Zusatzbeitrag: Bei einer Erhöhung haben Versicherte Sonderkündigungsrecht
Die Prognose des Schätzerkreises ist nach GKV-Angaben eine theoretische Größe, die sich aus dem Verhältnis von laufenden Einnahmen und Ausgaben der Krankenkassen insgesamt ergibt. Die Ausgaben der Krankenkassen im Jahr 2025 werden demnach mit 341,4 Milliarden Euro veranschlagt. Auf Basis dieser Schätzung gibt das Gesundheitsministerium bis zum 1. November einen durchschnittlichen Zusatzbeitrag für das kommende Jahr bekannt.

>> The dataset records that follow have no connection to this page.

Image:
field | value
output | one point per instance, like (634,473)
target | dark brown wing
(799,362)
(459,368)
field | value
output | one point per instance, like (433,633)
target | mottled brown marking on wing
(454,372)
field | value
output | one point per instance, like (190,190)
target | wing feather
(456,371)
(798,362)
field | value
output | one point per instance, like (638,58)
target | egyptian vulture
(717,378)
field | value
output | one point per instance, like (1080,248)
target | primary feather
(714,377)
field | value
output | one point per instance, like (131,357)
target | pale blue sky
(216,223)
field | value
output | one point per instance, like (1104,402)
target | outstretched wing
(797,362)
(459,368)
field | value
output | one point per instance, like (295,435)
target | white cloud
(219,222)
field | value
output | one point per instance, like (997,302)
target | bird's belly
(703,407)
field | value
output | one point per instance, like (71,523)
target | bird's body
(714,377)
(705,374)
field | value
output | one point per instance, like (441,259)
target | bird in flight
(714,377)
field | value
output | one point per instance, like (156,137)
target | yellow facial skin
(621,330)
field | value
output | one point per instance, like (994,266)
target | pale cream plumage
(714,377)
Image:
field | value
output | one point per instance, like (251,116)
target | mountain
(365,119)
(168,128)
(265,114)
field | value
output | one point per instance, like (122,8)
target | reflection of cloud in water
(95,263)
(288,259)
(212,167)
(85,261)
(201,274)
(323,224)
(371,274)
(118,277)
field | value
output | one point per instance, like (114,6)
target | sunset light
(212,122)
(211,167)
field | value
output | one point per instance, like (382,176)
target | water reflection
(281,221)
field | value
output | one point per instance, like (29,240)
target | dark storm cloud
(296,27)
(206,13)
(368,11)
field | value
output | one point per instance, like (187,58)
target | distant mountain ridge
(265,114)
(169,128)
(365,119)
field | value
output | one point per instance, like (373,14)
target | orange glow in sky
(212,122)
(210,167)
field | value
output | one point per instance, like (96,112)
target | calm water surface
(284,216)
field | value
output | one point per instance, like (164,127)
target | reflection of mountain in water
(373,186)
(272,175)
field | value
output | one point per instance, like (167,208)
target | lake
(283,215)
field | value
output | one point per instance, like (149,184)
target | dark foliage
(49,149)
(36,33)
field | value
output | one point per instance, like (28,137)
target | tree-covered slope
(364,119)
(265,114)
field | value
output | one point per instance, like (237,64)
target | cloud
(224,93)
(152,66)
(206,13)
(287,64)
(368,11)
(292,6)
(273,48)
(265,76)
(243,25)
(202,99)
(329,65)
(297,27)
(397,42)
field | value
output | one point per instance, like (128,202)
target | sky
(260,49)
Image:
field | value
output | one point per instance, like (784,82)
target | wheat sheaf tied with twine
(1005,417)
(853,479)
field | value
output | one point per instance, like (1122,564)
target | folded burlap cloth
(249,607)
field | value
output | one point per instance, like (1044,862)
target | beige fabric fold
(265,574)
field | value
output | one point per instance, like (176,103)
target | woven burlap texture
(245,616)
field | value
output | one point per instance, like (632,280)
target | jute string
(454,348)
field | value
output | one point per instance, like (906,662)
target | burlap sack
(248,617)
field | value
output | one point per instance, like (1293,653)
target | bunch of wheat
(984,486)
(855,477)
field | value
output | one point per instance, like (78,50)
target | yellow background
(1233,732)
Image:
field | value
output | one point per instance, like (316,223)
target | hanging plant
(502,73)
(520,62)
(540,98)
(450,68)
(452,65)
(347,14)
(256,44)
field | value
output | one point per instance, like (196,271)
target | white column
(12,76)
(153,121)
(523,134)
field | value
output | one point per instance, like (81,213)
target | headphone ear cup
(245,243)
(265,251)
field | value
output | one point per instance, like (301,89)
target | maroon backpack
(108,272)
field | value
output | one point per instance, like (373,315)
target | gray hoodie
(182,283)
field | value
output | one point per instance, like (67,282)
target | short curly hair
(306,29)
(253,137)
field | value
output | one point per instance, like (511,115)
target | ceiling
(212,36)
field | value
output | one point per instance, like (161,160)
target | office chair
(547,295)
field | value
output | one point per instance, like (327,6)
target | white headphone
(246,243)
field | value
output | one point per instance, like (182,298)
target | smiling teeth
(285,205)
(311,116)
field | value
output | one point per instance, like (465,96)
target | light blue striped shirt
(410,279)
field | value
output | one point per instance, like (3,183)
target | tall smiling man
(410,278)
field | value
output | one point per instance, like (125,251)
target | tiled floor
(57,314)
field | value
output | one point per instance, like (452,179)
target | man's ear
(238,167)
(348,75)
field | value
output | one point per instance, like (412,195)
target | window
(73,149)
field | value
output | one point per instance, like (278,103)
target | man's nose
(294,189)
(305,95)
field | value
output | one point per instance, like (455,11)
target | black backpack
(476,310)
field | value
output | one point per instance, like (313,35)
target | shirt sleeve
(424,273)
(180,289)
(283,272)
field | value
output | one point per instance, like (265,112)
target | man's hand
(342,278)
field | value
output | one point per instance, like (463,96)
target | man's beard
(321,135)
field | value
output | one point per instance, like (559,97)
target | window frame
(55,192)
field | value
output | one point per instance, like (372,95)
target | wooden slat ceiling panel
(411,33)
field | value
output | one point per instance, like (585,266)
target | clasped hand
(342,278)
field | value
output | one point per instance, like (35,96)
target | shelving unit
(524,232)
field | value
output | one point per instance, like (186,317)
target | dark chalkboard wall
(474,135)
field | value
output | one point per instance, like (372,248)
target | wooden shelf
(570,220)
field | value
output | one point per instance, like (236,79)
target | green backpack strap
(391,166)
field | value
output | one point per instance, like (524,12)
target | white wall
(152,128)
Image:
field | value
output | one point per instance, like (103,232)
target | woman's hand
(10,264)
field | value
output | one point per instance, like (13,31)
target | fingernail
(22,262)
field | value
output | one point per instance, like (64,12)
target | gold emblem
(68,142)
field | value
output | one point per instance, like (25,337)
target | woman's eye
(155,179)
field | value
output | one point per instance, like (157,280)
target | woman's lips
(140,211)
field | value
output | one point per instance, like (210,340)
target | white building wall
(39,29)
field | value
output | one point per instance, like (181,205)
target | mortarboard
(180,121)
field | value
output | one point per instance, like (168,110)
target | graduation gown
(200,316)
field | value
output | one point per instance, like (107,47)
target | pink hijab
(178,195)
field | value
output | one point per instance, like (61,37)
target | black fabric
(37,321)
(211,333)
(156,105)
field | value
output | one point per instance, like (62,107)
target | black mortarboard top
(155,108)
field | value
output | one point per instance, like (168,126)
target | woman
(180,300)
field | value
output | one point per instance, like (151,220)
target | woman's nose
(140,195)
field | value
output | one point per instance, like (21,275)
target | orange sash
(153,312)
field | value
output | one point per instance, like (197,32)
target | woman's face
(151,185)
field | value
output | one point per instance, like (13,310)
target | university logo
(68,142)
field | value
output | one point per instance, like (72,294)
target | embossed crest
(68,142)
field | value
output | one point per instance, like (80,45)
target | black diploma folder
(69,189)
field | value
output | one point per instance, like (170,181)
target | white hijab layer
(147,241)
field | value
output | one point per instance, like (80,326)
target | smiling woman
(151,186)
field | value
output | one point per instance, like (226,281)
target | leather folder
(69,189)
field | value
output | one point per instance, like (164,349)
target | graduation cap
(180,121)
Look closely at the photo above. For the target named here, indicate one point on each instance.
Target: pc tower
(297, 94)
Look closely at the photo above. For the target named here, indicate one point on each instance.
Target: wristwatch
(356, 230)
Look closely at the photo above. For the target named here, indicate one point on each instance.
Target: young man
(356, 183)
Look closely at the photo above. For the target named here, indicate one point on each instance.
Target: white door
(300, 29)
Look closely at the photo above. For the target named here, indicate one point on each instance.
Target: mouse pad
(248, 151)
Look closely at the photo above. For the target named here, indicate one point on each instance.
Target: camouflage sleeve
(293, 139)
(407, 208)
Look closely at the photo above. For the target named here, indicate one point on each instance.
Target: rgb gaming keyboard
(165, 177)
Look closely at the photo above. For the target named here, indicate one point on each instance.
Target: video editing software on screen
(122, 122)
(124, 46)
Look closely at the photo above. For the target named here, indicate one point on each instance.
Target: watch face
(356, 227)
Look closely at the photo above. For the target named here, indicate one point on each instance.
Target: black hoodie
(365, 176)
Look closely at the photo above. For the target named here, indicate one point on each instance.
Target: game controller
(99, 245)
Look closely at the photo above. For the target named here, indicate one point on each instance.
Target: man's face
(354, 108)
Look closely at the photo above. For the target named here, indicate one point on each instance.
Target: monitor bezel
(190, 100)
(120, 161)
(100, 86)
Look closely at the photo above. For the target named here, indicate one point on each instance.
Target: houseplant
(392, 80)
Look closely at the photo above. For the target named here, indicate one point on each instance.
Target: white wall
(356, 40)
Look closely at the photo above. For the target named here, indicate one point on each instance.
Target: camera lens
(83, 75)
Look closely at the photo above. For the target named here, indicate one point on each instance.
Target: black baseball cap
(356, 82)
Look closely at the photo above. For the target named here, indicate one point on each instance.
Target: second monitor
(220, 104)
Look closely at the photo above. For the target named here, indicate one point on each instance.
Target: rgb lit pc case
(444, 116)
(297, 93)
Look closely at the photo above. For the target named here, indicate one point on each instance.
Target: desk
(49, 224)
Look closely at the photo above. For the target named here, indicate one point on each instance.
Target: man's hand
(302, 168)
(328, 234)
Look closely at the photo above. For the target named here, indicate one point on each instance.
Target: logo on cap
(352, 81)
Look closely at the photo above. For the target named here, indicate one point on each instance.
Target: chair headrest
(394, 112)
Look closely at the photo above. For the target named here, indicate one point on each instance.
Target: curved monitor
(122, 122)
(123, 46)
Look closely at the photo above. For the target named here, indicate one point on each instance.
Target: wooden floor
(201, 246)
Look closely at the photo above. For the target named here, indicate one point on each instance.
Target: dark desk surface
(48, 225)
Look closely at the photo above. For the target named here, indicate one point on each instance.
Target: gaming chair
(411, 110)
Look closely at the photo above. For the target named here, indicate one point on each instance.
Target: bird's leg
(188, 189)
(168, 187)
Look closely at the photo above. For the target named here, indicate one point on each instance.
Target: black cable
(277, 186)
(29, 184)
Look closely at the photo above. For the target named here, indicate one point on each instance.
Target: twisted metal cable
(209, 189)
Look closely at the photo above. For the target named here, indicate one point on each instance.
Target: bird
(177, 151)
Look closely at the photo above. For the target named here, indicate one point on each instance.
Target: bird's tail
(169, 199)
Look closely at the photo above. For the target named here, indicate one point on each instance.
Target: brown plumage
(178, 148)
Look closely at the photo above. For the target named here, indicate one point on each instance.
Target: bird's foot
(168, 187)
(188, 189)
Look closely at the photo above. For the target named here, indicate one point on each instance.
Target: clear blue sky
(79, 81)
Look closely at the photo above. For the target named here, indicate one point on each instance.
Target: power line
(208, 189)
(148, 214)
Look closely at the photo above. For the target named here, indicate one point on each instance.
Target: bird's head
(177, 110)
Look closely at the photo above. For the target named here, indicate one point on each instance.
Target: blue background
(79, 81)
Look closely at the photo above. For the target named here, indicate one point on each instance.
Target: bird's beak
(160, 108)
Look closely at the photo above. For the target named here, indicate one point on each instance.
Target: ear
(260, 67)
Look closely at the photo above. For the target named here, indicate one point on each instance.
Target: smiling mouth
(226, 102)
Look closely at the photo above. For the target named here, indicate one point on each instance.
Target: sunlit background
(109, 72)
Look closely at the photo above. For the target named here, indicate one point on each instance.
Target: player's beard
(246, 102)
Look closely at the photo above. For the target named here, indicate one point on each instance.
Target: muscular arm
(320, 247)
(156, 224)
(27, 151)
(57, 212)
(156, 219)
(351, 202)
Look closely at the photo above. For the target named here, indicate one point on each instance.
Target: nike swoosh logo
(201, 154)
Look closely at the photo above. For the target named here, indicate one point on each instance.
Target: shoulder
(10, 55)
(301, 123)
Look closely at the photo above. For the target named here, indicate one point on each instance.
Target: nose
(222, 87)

Es lassen sich jetzt noch keine genauen Angaben zur tatsächlichen Höhe der Kosten für den Einzelnen machen. Rechnerisch würde eine Erhöhung um 0,8 Prozentpunkte bei einem Einkommen von 3.000 Euro brutto im Monat zwölf Euro weniger netto bedeuten - die anderen zwölf zahlt der Arbeitgeber. Erhöht eine Kasse den Zusatzbeitragssatz, haben die Mitglieder ein Sonderkündigungsrecht.
Krankenkassen befinden sich in angespannter Lage
Die Kassen hatten schon Anfang September gewarnt, dass ihre Ausgaben im ersten Halbjahr noch stärker gestiegen seien als im ersten Quartal. Das Defizit sei auf mehr als zwei Milliarden Euro angewachsen und werde im Gesamtjahr bis zu 4,5 Milliarden Euro erreichen.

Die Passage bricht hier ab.